ADR-0323: `fr_regressor_v3` — train + register on ENCODER_VOCAB v3 (16-slot)¶

Status: Accepted
Date: 2026-05-06
Deciders: Lusoris, Claude (Anthropic)
Tags: ai, fr-regressor, codec-aware, encoder-vocab, loso, fork-local
Related: ADR-0302 (v3 16-slot schema scaffold + ship gate), ADR-0291 (v2 production-flip; defines the 0.95 LOSO PLCC ship gate), ADR-0235 (codec-aware FR regressor decision; ≥+0.005 PLCC multi-codec lift floor), ADR-0319 (LOSO trainer pattern reused), Research-0078 (v3 schema expansion plan + retrain checklist)

Context¶

PR #401 (ADR-0302) shipped ENCODER_VOCAB_V3 as a parallel constant in ai/scripts/train_fr_regressor_v2.py — 16 slots, append-only extension of the production v2 vocab to cover three vmaf-tune codec adapters that landed since fr_regressor_v2 flipped to production (libsvtav1, h264_videotoolbox, hevc_videotoolbox).

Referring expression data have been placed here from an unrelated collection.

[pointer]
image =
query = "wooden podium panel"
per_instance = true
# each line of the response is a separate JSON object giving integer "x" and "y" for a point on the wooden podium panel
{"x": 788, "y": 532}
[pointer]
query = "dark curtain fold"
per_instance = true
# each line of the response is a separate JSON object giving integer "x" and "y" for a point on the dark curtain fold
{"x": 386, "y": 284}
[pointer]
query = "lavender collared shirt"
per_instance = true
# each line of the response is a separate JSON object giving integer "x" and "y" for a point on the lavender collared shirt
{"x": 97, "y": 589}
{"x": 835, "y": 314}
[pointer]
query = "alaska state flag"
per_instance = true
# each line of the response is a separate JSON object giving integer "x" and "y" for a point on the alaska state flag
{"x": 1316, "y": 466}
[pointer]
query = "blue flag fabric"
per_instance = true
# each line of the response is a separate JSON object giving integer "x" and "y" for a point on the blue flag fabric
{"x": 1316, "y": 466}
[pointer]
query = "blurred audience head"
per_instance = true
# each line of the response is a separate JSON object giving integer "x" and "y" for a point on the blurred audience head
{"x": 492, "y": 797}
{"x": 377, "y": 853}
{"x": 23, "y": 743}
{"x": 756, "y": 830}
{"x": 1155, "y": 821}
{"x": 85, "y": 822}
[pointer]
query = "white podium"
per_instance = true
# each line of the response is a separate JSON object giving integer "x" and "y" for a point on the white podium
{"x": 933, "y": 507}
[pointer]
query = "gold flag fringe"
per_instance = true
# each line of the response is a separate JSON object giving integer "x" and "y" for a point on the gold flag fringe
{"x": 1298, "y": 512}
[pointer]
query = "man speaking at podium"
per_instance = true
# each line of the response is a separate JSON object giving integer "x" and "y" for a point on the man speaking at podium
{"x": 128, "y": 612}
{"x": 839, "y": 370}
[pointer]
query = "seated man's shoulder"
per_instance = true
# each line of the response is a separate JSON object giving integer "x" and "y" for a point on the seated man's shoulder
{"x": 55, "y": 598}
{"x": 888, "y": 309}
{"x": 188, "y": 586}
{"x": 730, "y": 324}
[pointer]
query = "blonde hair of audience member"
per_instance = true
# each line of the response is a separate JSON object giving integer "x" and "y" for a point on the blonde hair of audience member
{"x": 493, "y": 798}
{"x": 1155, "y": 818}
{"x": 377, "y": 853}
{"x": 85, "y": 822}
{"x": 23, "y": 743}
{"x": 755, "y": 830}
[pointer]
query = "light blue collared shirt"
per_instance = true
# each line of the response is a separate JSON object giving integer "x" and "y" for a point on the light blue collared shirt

The live ENCODER_VOCAB_VERSION = 2 remained authoritative.

The Phase A canonical-6 corpus (runs/phase_a/full_grid/per_frame_canonical6.jsonl, 5,640 rows, NVENC-only) is now generated locally via scripts/dev/hw_encoder_corpus.py. The LOSO trainer pattern that PR #422 (ADR-0319) implemented for the v2 ensemble is the natural recipe to reuse for a v3 single-checkpoint training run gated on the ADR-0302 / ADR-0291 ship floor (mean LOSO PLCC ≥ 0.95).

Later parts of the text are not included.